Note: This week we are working with the Week 5 data again and new data for Week 6. For both of these data sets, you have the option of working with a “small” file if it takes a lot of time for code to run on your computer. The file names are wk5_small.csv and wk6_small.csv.
In this week’s notebook, you will learn how to flip the coordinates of a graph and animate a set of graphs to show change over time. We will use these tools to make population pyramids. In your lab, you will use population pyramids to visualize the effects of changing immigration policies across the twentieth century.
To see how coordinate flipping works, we are going to start by going back to last week’s data on women’s occupations. Load the tidyverse package, read in the data for Week 5, and remove records for Alaska and Hawaii before 1960.
library(tidyverse)
ipums <- read_csv("wk5.csv")
ipums<-ipums %>% filter(!STATEFIP %in% c(2,15) & YEAR < 1961)
The following code makes the basic column graph of women’s occupations over time that we began with last week, including only women with an occupation listed.
women <- ipums %>% mutate(OCCUP = OCC1950 %/% 100 + 1) %>%
mutate(OCCUP = ifelse(OCCUP == 9, 2,
ifelse(OCC1950 %in% 910:979, 9, OCCUP))) %>%
filter(OCCUP < 10) %>% mutate(OCCUP = factor(OCCUP, labels = c("Prof/Tech", "Farming",
"Managers", "Clerical", "Sales", "Crafts", "Operatives", "Service", "Laborers"))) %>%
filter(SEX == 2 & AGE >= 15 & AGE <= 64) %>%
group_by(YEAR, OCCUP) %>% count(wt = PERWT)
occplot <- ggplot(women, aes(YEAR, n, fill = OCCUP)) + geom_col() +
scale_x_continuous(breaks = c(1900, 1930, 1960, 1990)) +
scale_y_continuous(labels = scales::comma) +
scale_fill_brewer(palette = "Set3") +
theme_minimal(base_size = 20) +
labs(x = "Census Year", y = "Number of Women", fill = "Occupational Category",
title = "Occupational Change for Women Aged 15-64 with Occupation Listed")
occplot
One problem with this kind of plot is that the size of any given category affects the position of the other categories, so it can be hard to compare how a given category has changed over time. For example, did the professional and technical sector grow between 1900 and 1910, or does it just look that way because the bar is higher in the 1910 column?
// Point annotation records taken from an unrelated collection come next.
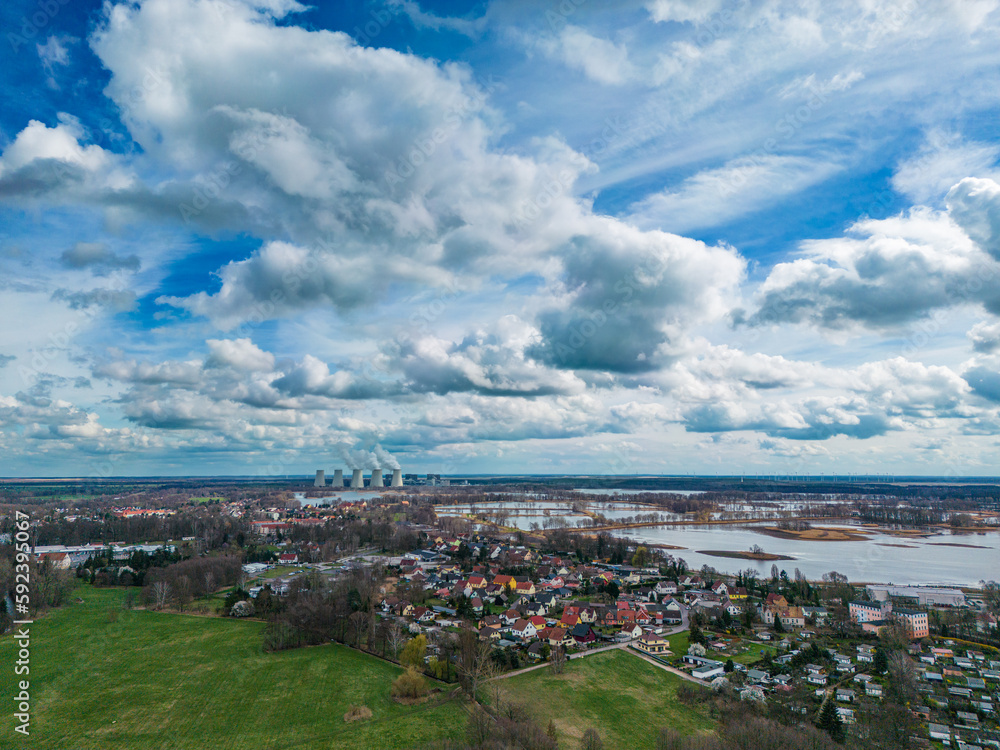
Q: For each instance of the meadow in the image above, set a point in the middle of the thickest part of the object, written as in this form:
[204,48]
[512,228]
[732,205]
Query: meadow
[624,697]
[106,677]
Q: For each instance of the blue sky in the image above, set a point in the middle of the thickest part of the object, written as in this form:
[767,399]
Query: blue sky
[662,236]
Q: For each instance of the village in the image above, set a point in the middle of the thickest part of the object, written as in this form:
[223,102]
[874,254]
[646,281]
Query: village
[730,633]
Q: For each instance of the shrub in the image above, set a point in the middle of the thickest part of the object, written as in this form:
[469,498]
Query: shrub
[409,685]
[242,609]
[357,713]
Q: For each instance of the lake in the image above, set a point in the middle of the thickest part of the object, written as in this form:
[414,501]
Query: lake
[909,561]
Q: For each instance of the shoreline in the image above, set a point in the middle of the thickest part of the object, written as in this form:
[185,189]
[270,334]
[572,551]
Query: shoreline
[765,556]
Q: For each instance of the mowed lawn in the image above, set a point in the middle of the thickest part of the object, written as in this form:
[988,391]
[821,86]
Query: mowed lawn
[166,681]
[626,699]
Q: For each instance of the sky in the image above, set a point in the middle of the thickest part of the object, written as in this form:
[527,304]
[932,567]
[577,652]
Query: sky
[660,237]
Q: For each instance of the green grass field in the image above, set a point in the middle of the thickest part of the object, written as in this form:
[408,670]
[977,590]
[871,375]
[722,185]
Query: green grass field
[625,698]
[173,682]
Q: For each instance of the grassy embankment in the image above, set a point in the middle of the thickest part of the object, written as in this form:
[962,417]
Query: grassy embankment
[625,698]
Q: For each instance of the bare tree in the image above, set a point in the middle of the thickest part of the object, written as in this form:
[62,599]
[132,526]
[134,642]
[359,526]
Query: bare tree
[902,678]
[474,663]
[161,593]
[396,638]
[591,740]
[558,659]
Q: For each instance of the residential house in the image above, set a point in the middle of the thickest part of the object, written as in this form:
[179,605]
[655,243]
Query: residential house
[583,634]
[524,629]
[651,643]
[869,611]
[914,622]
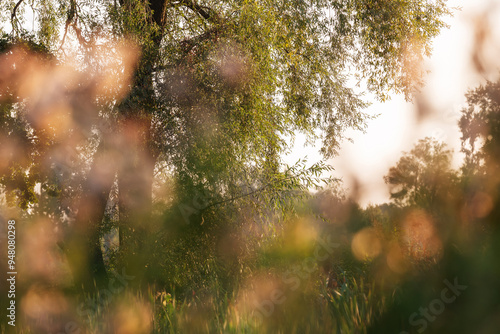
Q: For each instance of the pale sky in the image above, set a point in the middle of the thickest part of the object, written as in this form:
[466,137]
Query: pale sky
[397,129]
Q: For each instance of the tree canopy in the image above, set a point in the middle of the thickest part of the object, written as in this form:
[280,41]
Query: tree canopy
[209,91]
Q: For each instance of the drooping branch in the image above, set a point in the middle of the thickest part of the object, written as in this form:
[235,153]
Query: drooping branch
[13,16]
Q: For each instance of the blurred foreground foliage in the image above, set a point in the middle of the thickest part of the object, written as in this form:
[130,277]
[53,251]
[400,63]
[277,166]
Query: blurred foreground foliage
[144,141]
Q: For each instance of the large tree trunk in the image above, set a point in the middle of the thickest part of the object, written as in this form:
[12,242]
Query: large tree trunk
[83,245]
[135,189]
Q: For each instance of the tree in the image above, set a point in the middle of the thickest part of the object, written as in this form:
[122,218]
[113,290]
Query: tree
[423,176]
[480,127]
[215,90]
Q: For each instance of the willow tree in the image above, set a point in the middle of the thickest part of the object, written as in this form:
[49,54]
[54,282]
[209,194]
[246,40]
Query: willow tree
[218,89]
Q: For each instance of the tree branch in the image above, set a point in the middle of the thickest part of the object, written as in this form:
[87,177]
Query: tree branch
[13,16]
[205,12]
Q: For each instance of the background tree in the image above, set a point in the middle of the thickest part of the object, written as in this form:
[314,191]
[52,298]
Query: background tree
[215,92]
[423,176]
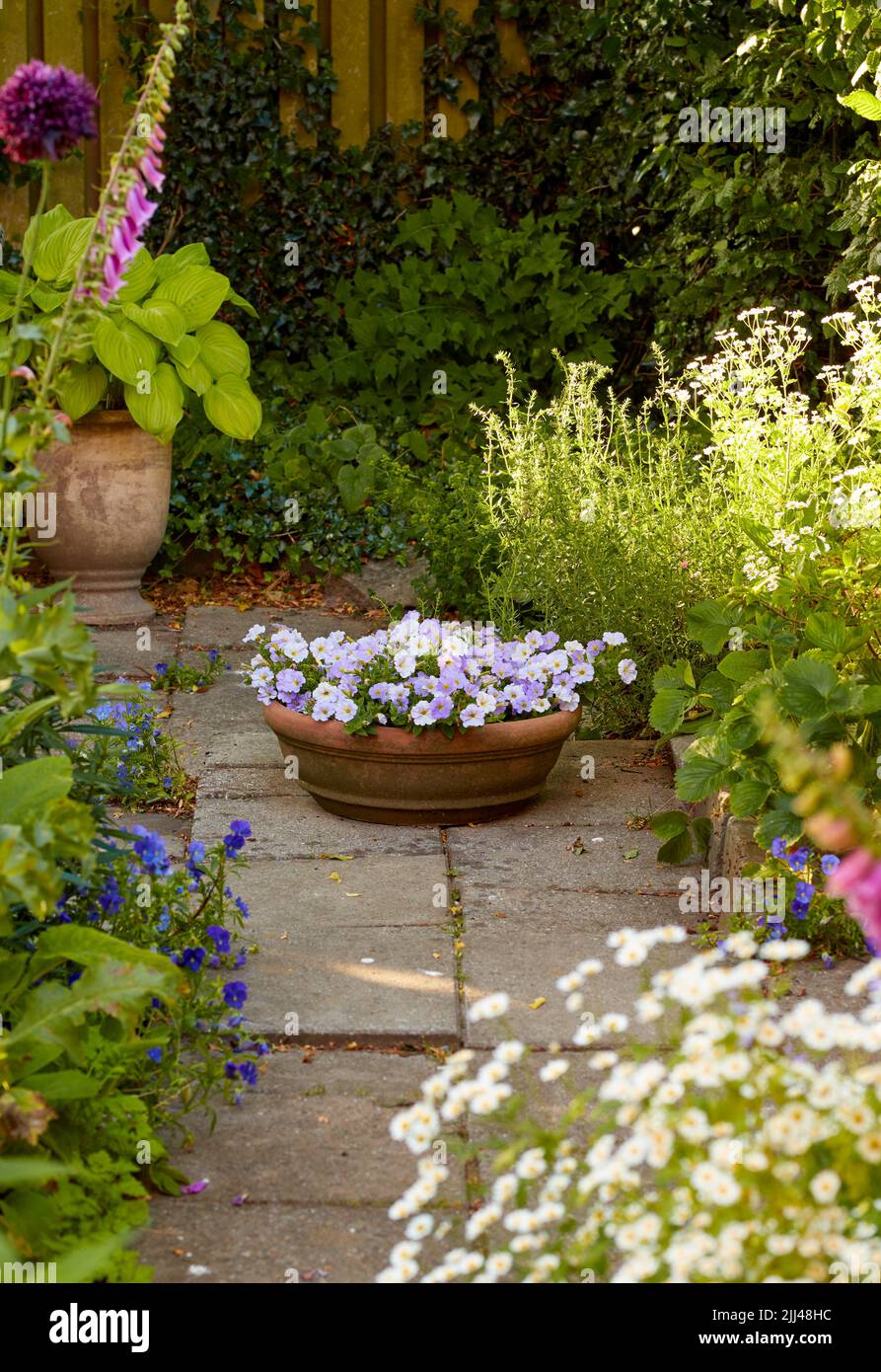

One way to enhance comparability within columns is to facet on occupational categories, either instead of or in addition to using color to denote occupational categories. Do this by adding a facet_wrap() layer to your plot.
occplot + facet_wrap(vars(OCCUP)) + guides(fill = "none")
This helps us compare change within each category over time, but it is now much harder to compare the size of each category at a given point in time. What if we facet by year and put occupational categories on the x-axis? Save this new plot as occplot2 and print it.
occplot <- ggplot(women, aes(YEAR, n, fill = OCCUP)) + geom_col() +
scale_x_continuous(breaks = c(1900, 1930, 1960, 1990)) +
scale_y_continuous(labels = scales::comma) +
scale_fill_brewer(palette = "Set3") +
theme_minimal(base_size = 20) +
labs(x = "Census Year", y = "Number of Women", fill = "Occupational Category",
title = "Occupational Change for Women Aged 15-64 with Occupation Listed")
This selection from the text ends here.